Ao longo de toda a elaboração teórica e empírica apresentada no livro, nota-se a discussão de questões importantes que acabam fragilizando algumas polaridades presentes no discurso pedagógico de muitos professores e mesmo em certas produções acadêmicas, polaridades que associam certos atributos como a afetividade, intensas relações interpessoais, o comportamento maternal e o cuidado à femininidade e, por outro lado, a racionalidade, as relações pessoais mais distantes, a disciplina e a competência profissional à masculinidade.

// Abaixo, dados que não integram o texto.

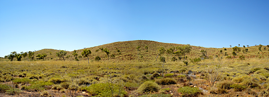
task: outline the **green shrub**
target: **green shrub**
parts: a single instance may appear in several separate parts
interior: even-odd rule
[[[3,92],[5,91],[12,88],[12,87],[11,86],[0,84],[0,92]]]
[[[174,76],[174,75],[175,75],[175,74],[174,74],[174,73],[169,73],[165,74],[165,75],[164,75],[164,76],[166,77],[173,77],[173,76]]]
[[[51,88],[52,89],[58,90],[58,91],[60,91],[63,88],[61,86],[61,85],[57,84],[54,85],[52,88]]]
[[[114,94],[119,92],[119,88],[116,85],[114,87]],[[93,96],[101,97],[111,97],[111,92],[108,83],[100,83],[92,85],[90,86],[83,88],[87,90],[90,94]],[[122,96],[126,95],[127,93],[123,90],[121,93]]]
[[[233,84],[231,85],[231,88],[233,88],[235,91],[242,91],[246,89],[246,87],[238,84]]]
[[[170,97],[171,95],[165,94],[154,94],[144,95],[139,97]]]
[[[230,89],[231,85],[233,84],[233,83],[229,80],[225,80],[220,83],[217,86],[218,88],[221,89]]]
[[[60,84],[63,82],[63,80],[59,78],[51,78],[49,80],[49,81],[53,83],[54,84]]]
[[[14,89],[11,89],[6,90],[6,93],[9,95],[14,95],[20,93],[21,92],[21,90],[17,89],[14,88]]]
[[[161,87],[156,83],[150,81],[147,81],[141,85],[137,89],[138,92],[143,93],[157,92]]]
[[[250,88],[248,88],[246,90],[246,93],[247,94],[253,95],[257,95],[257,93],[253,91]]]
[[[182,96],[197,96],[199,94],[202,94],[198,88],[189,87],[180,88],[178,89],[178,91],[182,93]]]
[[[157,77],[160,76],[160,75],[159,74],[159,73],[157,72],[154,73],[153,74],[152,74],[152,76],[153,77],[156,78]]]
[[[40,96],[48,96],[49,95],[49,92],[47,91],[44,91],[40,93]]]
[[[162,85],[176,84],[176,80],[174,79],[170,78],[161,79],[157,80],[156,82],[158,84]]]
[[[23,78],[22,79],[16,78],[14,79],[14,83],[18,84],[26,84],[31,81],[31,80],[26,78]]]
[[[67,82],[63,82],[61,83],[60,84],[60,85],[63,88],[65,89],[67,89],[69,87],[70,84]]]

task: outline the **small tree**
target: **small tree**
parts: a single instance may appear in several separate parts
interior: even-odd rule
[[[95,57],[95,58],[94,58],[94,60],[96,61],[99,61],[101,60],[101,58],[98,56],[96,56],[96,57]]]
[[[226,57],[226,58],[228,59],[228,62],[229,62],[229,61],[230,59],[232,59],[232,57],[230,56],[228,56],[227,57]]]
[[[166,51],[166,50],[164,49],[164,48],[163,47],[161,47],[159,49],[159,54],[158,54],[158,55],[157,56],[157,57],[156,58],[156,61],[157,61],[157,58],[158,58],[158,57],[159,56],[159,55],[161,55],[163,54],[164,54],[165,53]]]
[[[175,52],[175,54],[177,56],[178,56],[178,61],[179,59],[179,57],[181,56],[181,54],[182,54],[181,53],[181,51],[177,51]],[[180,59],[181,59],[180,58]]]
[[[77,53],[76,50],[74,50],[74,51],[73,51],[73,53],[72,53],[72,55],[75,57],[75,60],[78,61],[79,59],[77,59],[77,56],[79,55],[79,54]]]
[[[29,59],[31,59],[32,61],[33,61],[33,59],[34,59],[34,53],[32,51],[29,51],[28,53],[29,54],[29,55],[28,56],[28,58]]]
[[[206,69],[206,73],[208,73],[208,79],[210,86],[214,87],[218,83],[215,83],[217,81],[220,82],[222,80],[224,76],[222,75],[223,69],[222,67],[222,64],[220,63],[209,63],[207,64],[207,67]]]
[[[235,52],[236,55],[237,55],[237,52],[240,51],[240,48],[238,47],[237,46],[234,47],[233,47],[233,51],[234,51]]]
[[[242,55],[239,56],[239,59],[241,60],[242,61],[243,61],[243,60],[245,59],[245,57]]]
[[[197,58],[190,59],[190,62],[195,64],[197,64],[198,63],[201,61],[201,58]]]
[[[81,52],[81,55],[84,58],[87,57],[88,58],[88,63],[90,64],[89,61],[89,57],[90,55],[91,54],[91,52],[90,50],[85,49],[83,50],[82,52]]]
[[[166,53],[170,55],[171,57],[171,61],[172,61],[172,55],[174,54],[174,50],[172,48],[170,48],[166,50]]]
[[[162,76],[164,76],[164,63],[165,62],[165,58],[164,57],[161,56],[160,57],[160,62],[162,63]]]
[[[59,57],[60,59],[61,59],[61,58],[63,58],[63,60],[65,61],[65,56],[66,55],[66,51],[64,51],[63,50],[61,50],[59,52],[57,52],[56,53],[56,54],[57,55],[56,56]]]
[[[190,52],[190,51],[192,50],[190,49],[192,47],[190,46],[190,44],[187,44],[183,46],[179,46],[177,47],[176,49],[181,51],[182,55],[184,55],[184,61],[186,57],[185,57],[186,54]]]

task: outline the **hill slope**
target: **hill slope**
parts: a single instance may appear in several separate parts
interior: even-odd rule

Além disso, abordando mais especificamente a freqüente associação realizada entre o cuidado, o comportamento maternal e a femininidade, em oposição a padrões de atuação masculinos, que não apresentariam tais características, as práticas de cuidado verificadas parecem ser próprias do ensino primário, não correspondendo, portanto, a uma transposição direta de práticas domésticas para o ambiente escolar. Marília de Carvalho afirma ter ocorrido, então, ao longo do tempo, uma construção social de pressupostos comuns a um ideal de mãe e de professora primária, realizado tanto na escola quanto fora dela. Tais práticas de cuidado estariam associadas à feminilidade e à maternidade, o que remete a uma concepção de infância, a um conceito de cuidado infantil e a normas sobre a adequação das mulheres a essas tarefas. Esse modelo ideal de professor seria produzido, transmitido e reproduzido no interior da própria escola, como parte de uma cultura escolar partilhada pelos que ali trabalham. Uma dimensão do conceito de feminização aqui apresentada é referente à escola e ao ensino primários, independentemente do sexo do profissional docente.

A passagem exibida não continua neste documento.